Is het de bedoeling van de VN dat het conflict tussen de regering van Mali en opstandelingen langs de weg van onderhandelingen wordt opgelost?

Antwoord 2

Ja. De VN streven een politieke oplossing na voor het Malinese conflict.

Vraag 3

Is de uitspraak van de Nederlandse Minister van Buitenlandse Zaken, dat de machthebbers in Bamako eigenlijk niets zien in dat plan, nog steeds juist? Zo neen, wat is er dan veranderd en waar blijkt dat uit?

Antwoord 3

De Minister van Buitenlandse Zaken heeft gezegd dat van de regering in Bamako gevraagd mag worden duidelijker en harder aan het politieke proces te werken. Tijdens een recent bezoek aan Mali heeft hij deze boodschap nog eens overgebracht.
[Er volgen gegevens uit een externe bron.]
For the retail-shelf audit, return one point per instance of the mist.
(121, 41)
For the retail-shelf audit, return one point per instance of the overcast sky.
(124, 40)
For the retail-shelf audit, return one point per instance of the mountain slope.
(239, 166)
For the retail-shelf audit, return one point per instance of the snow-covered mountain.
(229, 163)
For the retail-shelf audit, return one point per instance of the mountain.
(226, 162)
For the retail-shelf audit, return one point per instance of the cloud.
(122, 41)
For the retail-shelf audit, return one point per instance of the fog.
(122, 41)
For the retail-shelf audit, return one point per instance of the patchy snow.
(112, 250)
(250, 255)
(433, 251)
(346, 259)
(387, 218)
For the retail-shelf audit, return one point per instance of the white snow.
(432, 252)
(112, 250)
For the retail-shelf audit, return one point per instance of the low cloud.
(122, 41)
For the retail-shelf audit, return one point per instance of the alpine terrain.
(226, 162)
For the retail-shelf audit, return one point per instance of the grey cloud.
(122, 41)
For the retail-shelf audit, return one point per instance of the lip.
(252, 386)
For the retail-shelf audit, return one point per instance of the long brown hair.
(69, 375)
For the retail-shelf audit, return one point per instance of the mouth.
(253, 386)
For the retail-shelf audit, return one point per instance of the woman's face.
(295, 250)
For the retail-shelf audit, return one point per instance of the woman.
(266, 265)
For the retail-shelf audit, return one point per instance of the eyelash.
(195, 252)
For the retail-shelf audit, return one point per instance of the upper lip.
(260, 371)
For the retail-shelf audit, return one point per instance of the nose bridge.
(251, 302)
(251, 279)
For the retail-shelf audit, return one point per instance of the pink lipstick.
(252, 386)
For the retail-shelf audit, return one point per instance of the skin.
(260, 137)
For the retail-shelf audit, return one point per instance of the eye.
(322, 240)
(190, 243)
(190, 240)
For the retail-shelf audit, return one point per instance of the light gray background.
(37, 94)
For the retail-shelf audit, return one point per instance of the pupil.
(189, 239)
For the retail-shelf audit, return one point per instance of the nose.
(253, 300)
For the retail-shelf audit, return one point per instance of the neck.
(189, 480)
Zowel president Keita als premier Mara heeft gezegd een politieke oplossing na te streven.

President Keita heeft een speciale gezant ten behoeve van het onderhandelingsproces aangesteld. Deze gezant heeft gesproken met (gewapende) groeperingen in Ouagadougou, Nouakchott en Algiers en een plan opgesteld (feuille de route) voor de onderhandelingen. Inmiddels zijn in Algiers voorbereidende besprekingen gevoerd tussen de Malinese regering enerzijds en zes groeperingen uit het noorden anderzijds. Op 24 juli jl. hebben deze besprekingen geresulteerd in de ondertekening door alle betrokken partijen van een routekaart voor de definitieve onderhandelingen. Deze onderhandelingen zullen naar verwachting begin september starten. Speciaal Vertegenwoordiger Koenders is hier nauw bij betrokken.

Vraag 4 en 5

Waarom helpt het Nederlands leger dan met het verzamelen van inlichtingen over de opstandelingen, die soms gedeeld worden met het leger van Mali en welke dat leger kan gebruiken in de gewapende binnenlandse strijd in dat land?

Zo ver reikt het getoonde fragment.